Bednarek-Jędrzejek Magdalena, Maksym Katarzyna, Feduniw Stepan, Simeonova Krstevska Slagjana, Samardziski Igor, Góra Tomasz, Ciebiera Michał, Zahorowska Adrianna, Pruś Katarzyna, Dzidek Sylwia, Jasiak-Jóźwik Hanna, Drzycimska Martyna, Kwiatkowska Ewa, Torbé Andrzej, Kwiatkowski Sebastian
Department of Gynecology and Obstetrics, Pomeranian Medical University, 70-111 Szczecin, Poland.
EGA Institute for Women's Health, University College London, London WC1E 7HB, UK.
Diagnostics (Basel). 2025 Mar 21;15(7):799. doi: 10.3390/diagnostics15070799.
: The sFlt-1/PlGF ratio has proven predictive value in diagnosing preeclampsia. Referring to a study from 18 American perinatal centers, we present results from 2 European centers showing the significant value of those markers in predicting severe perinatal outcomes in hypertensive disorders of pregnancy. : A total of 1630 patients with suspected or confirmed placental insufficiency, hospitalized in two tertiary perinatal centers in Poland and Macedonia, were assessed for their sFlt-1/PlGF ratio. Due to incomplete data, perinatal outcomes were only obtained for 1196 patients. They were sorted into two groups according to the value of the sFlt-1/PlGF ratio (<40 and ≥40). The aim of this study was to predict adverse perinatal outcomes in terms of days to delivery, gestational age, birth weight, and cord blood pH. : The strongest negative correlation was observed between the index values and the number of days until delivery (R = -0.48; < 0.001).

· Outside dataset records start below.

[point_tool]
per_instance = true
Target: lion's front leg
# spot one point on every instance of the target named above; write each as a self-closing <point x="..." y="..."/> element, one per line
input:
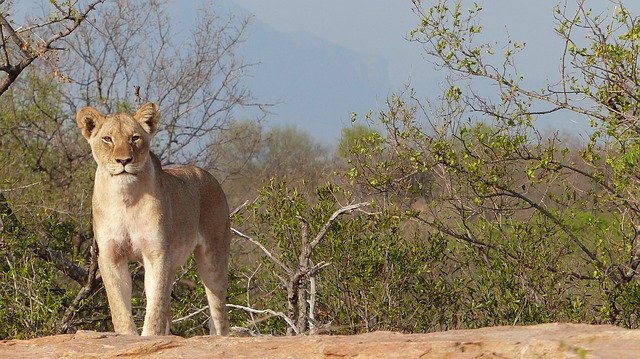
<point x="117" y="283"/>
<point x="157" y="286"/>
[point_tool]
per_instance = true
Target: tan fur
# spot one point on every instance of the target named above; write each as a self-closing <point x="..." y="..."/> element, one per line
<point x="142" y="212"/>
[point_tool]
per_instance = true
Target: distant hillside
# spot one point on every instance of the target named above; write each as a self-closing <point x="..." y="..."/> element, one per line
<point x="316" y="83"/>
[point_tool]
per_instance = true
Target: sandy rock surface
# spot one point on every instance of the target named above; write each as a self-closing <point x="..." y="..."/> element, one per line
<point x="539" y="341"/>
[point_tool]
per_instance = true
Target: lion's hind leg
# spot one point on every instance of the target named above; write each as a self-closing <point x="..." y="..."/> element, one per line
<point x="212" y="269"/>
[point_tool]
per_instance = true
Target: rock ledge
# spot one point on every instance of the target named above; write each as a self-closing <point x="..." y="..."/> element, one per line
<point x="539" y="341"/>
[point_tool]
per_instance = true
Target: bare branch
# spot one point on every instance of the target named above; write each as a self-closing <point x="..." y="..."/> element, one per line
<point x="273" y="258"/>
<point x="332" y="219"/>
<point x="267" y="311"/>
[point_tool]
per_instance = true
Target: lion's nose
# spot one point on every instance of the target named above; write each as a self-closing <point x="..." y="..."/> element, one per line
<point x="124" y="161"/>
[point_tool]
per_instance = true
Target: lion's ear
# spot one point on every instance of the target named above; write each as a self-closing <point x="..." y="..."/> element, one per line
<point x="88" y="119"/>
<point x="148" y="116"/>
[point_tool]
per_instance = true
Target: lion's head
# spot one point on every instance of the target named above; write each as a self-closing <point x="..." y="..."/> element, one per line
<point x="120" y="142"/>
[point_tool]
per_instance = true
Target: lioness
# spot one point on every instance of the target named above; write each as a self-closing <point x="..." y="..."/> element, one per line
<point x="142" y="212"/>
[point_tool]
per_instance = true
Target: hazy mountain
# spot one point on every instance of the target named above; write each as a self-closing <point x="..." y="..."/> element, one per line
<point x="315" y="84"/>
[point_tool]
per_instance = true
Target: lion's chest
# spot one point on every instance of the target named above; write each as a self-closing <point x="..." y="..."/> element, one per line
<point x="129" y="232"/>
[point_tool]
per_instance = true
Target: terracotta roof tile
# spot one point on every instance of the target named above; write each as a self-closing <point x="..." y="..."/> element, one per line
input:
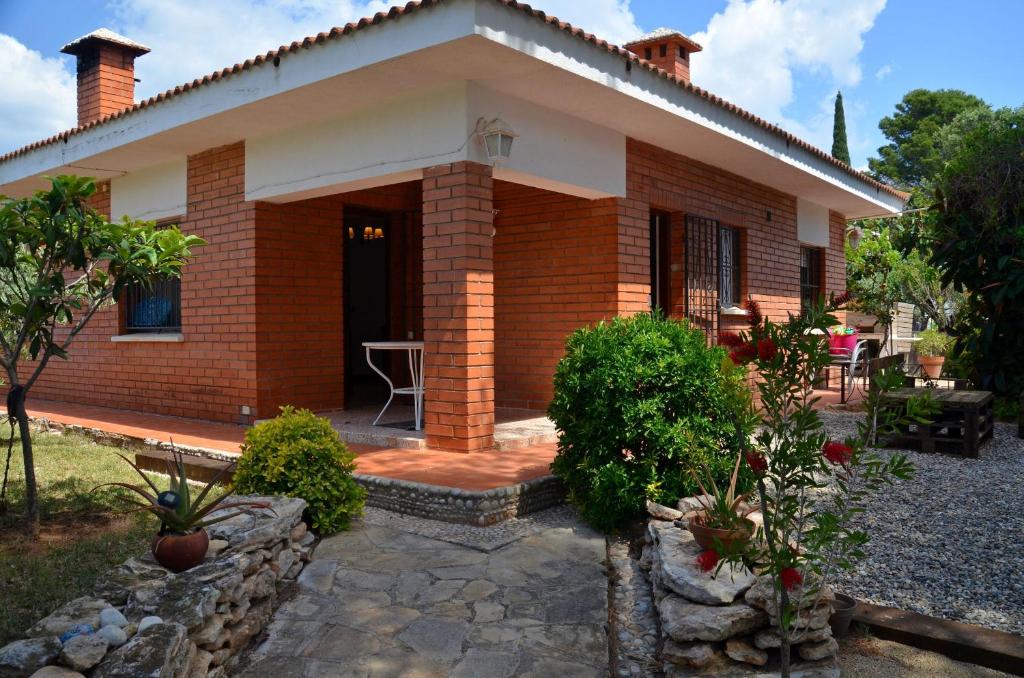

In a group of patients with an index value of ≥40, the AUC was 0.9955 (95% CI: 0.9913 to 0.9996), with a sensitivity of 52%, a specificity of 78%, a positive predictive value of 77%, and a negative predictive value of 53%. For patients who were tested before 37 weeks of gestation, 66% of women with a ratio of ≥40 delivered within 7 days of the test, and 80% of those with a ratio of <40 delivered more than 7 days after the test, with a sensitivity of 68%, a specificity of 79%, a positive predictive value of 66%, and a negative predictive value of 80%. : In women with hypertensive disorders, the sFlt-1/PlGF ratio can be used to predict the time to delivery. A cut-off of 40 is very useful in predicting severe perinatal outcomes.
可溶性血管内皮生长因子受体-1(sFlt-1)与胎盘生长因子(PlGF)的比值已被证明在子痫前期的诊断中具有预测价值。参考一项来自18个美国围产期中心的研究,我们展示了2个欧洲中心的结果,表明这些标志物在预测妊娠高血压疾病严重围产期结局方面具有重要价值。
共有1630例疑似或确诊胎盘功能不全的患者在波兰和马其顿的两个三级围产期中心住院,对其sFlt-1/PlGF比值进行了评估。由于数据不完整,仅获得了1196例患者的围产期结局。根据sFlt-1/PlGF比值(<40和≥40)将他们分为两组。本研究的目的是根据分娩天数、孕周、出生体重和脐血pH值预测不良围产期结局。
指数值与分娩前天数之间观察到最强的负相关(R = -0.48;P < 0.001)。在指数值≥40的一组患者中,曲线下面积(AUC)为0.9955(95%置信区间:0.9913至0.9996),敏感性为52%,特异性为78%,阳性预测值为77%,阴性预测值为53%。对于在妊娠37周前接受检测的患者,比值≥40的女性中有66%在检测后7天内分娩,比值<40的女性中有80%在检测后7天以上分娩,敏感性为68%,特异性为79%,阳性预测值为66%,阴性预测值为80%。
在患有高血压疾病的女性中,sFlt-1/PlGF比值可用于预测分娩时间。40的临界值在预测严重围产期结局方面非常有用。